Dois pesos, duas medidas? O caso do samba-enredo sobre Lula e o espelho incômodo da grande mídia
Sem entrar no mérito jurídico, a homenagem a Lula no Carnaval reacendeu um debate antigo: critérios editoriais variam conforme o personagem? Quando a imprensa escolhe lado, a democracia perde o seu principal “fiscal” — e a própria imprensa vira alvo quando a censura avança.

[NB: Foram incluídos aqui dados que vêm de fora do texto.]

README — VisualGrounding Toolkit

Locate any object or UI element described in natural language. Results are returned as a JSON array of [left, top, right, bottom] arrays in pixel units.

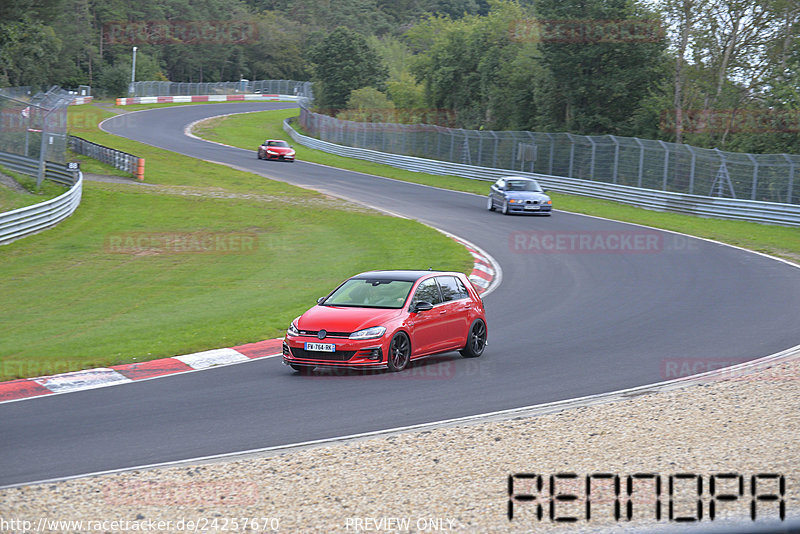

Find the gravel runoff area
[[0, 351, 800, 532]]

Não é nossa intenção entrar em questões jurídicas, até porque não temos formação técnica para isso. Quem decide o que é legal ou ilegal é a Justiça, e ponto. A reflexão aqui é outra: o posicionamento da grande mídia diante de episódios que misturam política, espetáculo e disputa eleitoral — e como a régua parece mudar conforme o nome do protagonista.
O fato é objetivo: a escola Acadêmicos de Niterói levou para a Sapucaí um enredo em homenagem ao presidente Luiz Inácio Lula da Silva, e o tema virou alvo de ações na Justiça Eleitoral por suposta propaganda antecipada. O TSE negou liminares e, pelo menos naquele momento, não impediu o desfile, registrando que as alegações seriam analisadas no tempo adequado do processo. A discussão, portanto, existe, chegou ao tribunal e é real.
O ponto é o ambiente. Imagine, com honestidade intelectual, se o mesmo roteiro — escola, enredo, festa popular, presença de autoridades, homenagens explícitas — estivesse associado ao ex-presidente Jair Bolsonaro em ano eleitoral. Pelo histórico recente do noticiário político brasileiro, é difícil acreditar que o assunto ficaria restrito a notas e registros burocráticos. A sensação é que haveria cobertura ininterrupta, manchetes dominantes e um pelotão de “especialistas” antecipando vereditos em tom de sentença — antes mesmo de qualquer julgamento. E não é só impressão de bolha: veículos internacionais também registraram que a homenagem a Lula gerou acusações de pré-campanha e risco jurídico, exatamente por ocorrer em ano de eleição e com presença do próprio presidente no evento.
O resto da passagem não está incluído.